Não é necessário se aprofundar muito em cinema pra saber que Cidadão Kane é um dos filmes mais aclamados da história. Dirigido, produzido e estrelado pelo até então novato Orson Welles, a obra foi um divisor de águas na indústria, trazendo uma renovação no modelo clássico de se fazer filmes, e seu roteiro desafiando o público a se aprofundar na complexidade das camadas presentes na trama. Mas, além de Orson Welles, há outro nome muito importante nessa equação: Herman J. Mankiewickz, crítico de teatro e roteirista que contribuiu de forma significativa para o nascimento de Cidadão Kane. A criação do roteiro desse filme gerou uma série de discussões ao longo da história, onde muitas vezes, se questiona a real participação de Welles na escrita do roteiro. Mank, de David Fincher, busca validar os créditos de Mankiewickz no script de Cidadão Kane, ao mesmo tempo em que traz um retrato intimista e evocador da Hollywood clássica da década de 30.
Acompanhamos a ótica de Mankiewickz (Gary Oldman), que após sofrer um acidente de carro, fica recluso em uma residência produzindo o roteiro de Cidadão Kane, contando com uma ajudinha de Alexander (Lily Collins) para realizar a escrita. Nesse meio-tempo, há diversos flashbacks de alguns anos antes desse período, retratando a presença do roteirista na indústria de Hollywood da época, passando por diversos estúdios renomados, confrontando nomes conceituados do meio, e lidando com seu vício em alcoolismo, que ocasionaria sua morte vários anos depois.
David Fincher (Clube da Luta, Se7en, Garota Exemplar) faz um trabalho competente ao transportar o espectador para a atmosfera da Hollywood clássica dos anos 30. Para isso, utiliza de uma estética em preto & branco, áudio em mono, enquadramentos comuns em filme da época, iluminação sobreposta aos personagens, entre outros artifícios técnicos, e até mesmo na trama, com momentos em que atuações remetem ao estilo da época. Há uma homenagem à época, ao mesmo tempo em que não há uma tentativa de emular um filme do período, até porque, se ele tentasse fazer isso, Mank teria sido reprovado por grande parte do público que está acostumado com outra forma rítmica de filme hoje em dia.

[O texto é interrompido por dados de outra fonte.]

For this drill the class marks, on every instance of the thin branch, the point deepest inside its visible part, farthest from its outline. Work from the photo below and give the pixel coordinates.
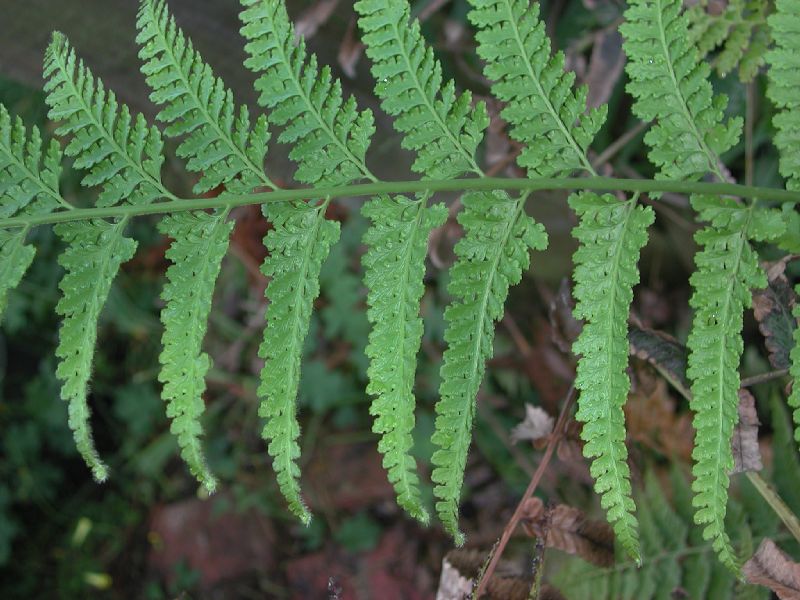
(555, 437)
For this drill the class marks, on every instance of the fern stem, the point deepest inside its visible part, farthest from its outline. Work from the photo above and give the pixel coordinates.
(411, 187)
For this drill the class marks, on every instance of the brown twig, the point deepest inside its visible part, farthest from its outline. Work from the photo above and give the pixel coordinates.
(557, 434)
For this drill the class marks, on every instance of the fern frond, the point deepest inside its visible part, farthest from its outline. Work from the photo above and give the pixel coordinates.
(491, 257)
(95, 250)
(123, 155)
(740, 31)
(611, 234)
(545, 113)
(784, 81)
(29, 174)
(727, 269)
(298, 245)
(329, 136)
(200, 241)
(394, 272)
(15, 258)
(670, 85)
(441, 127)
(218, 140)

O filme conta com um toque um tanto documental, já que a trama foca em diversas burocracias e percalços presentes na produção hollywoodiana da época, assim como o cenário político da época que afetava diretamente a indústria cinematográfica. Há menções não somente ao próprio Cidadão Kane, mas a outros filmes do período, como O Mágico de Oz (1939) e King Kong (1933). A atuação de Gary Oldman no papel principal é efetiva, ao mesmo tempo que demonstra o cansaço e loucura características da personalidade de Mankiewickz. Outros destaques de atuação ficam para Amanda Seyfreid interpretando a atriz Marion Davies e Lily Collins como Alexander, que apesar de aparecer pouco, suas interações com Herman são algumas das melhores cenas do longa.

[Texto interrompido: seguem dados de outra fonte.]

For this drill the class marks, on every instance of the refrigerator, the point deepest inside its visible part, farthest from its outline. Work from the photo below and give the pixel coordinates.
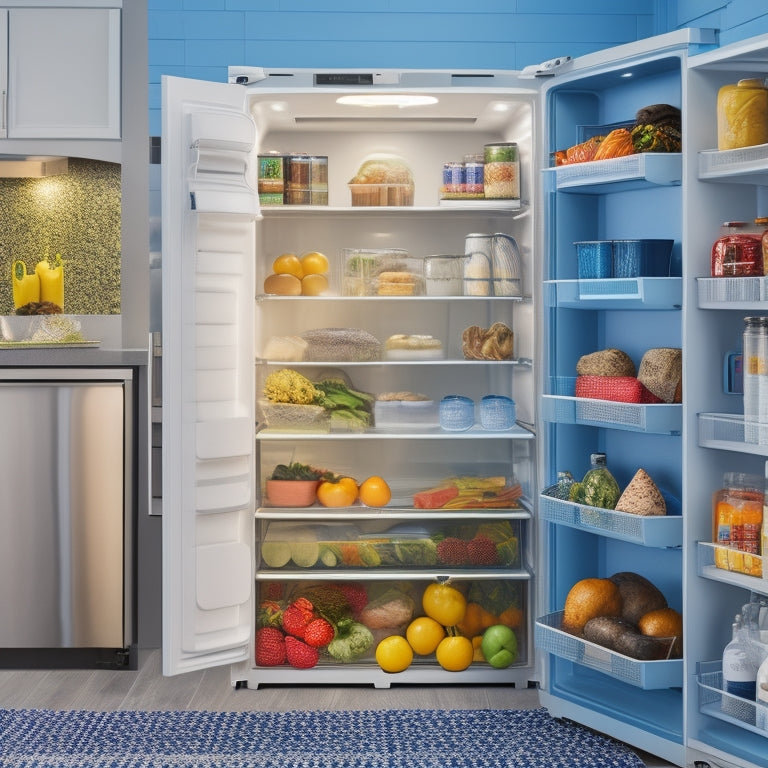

Um grande defeito de Mank se encontra na falta de conexão emocional do público com os personagens. O excesso de momentos burocráticos levam a uma monotonia que gera diversas impressões de que podem se estender por muito tempo, mas a mudança de temporalidade renova a cadência rítmica do filme. Então, o longa em diversas vezes fica nessa balança que diminui um pouco sua qualidade. O foco principal aqui é demonstrar que os bastidores para a concepção da história de Cidadão Kane foram bastante conturbados, mesmo que isso demonstre uma certa parcialidade de David Fincher ao dar enfoque a um lado da história. Esse é um debate que ainda tem muito ao que ser acrescentado, mas apesar de tudo, o filme tem um lado muito positivo em fazer uma certa homenagem a um dos períodos mais recordados do cinema, e de suma importância para o que temos hoje na indústria.

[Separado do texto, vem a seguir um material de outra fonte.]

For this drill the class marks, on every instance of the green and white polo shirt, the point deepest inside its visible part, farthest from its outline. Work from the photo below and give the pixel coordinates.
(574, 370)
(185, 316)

Mank demonstra ser a dramaticidade de uma história que provavelmente nunca saberemos com clareza a verdade, também pecando em envolver a quem assiste com uma falta de apego aos personagens. Ainda sim, é uma ótima pedida para quem está interessado em conhecer mais sobre um dos períodos mais recordados e importantes da história do cinema.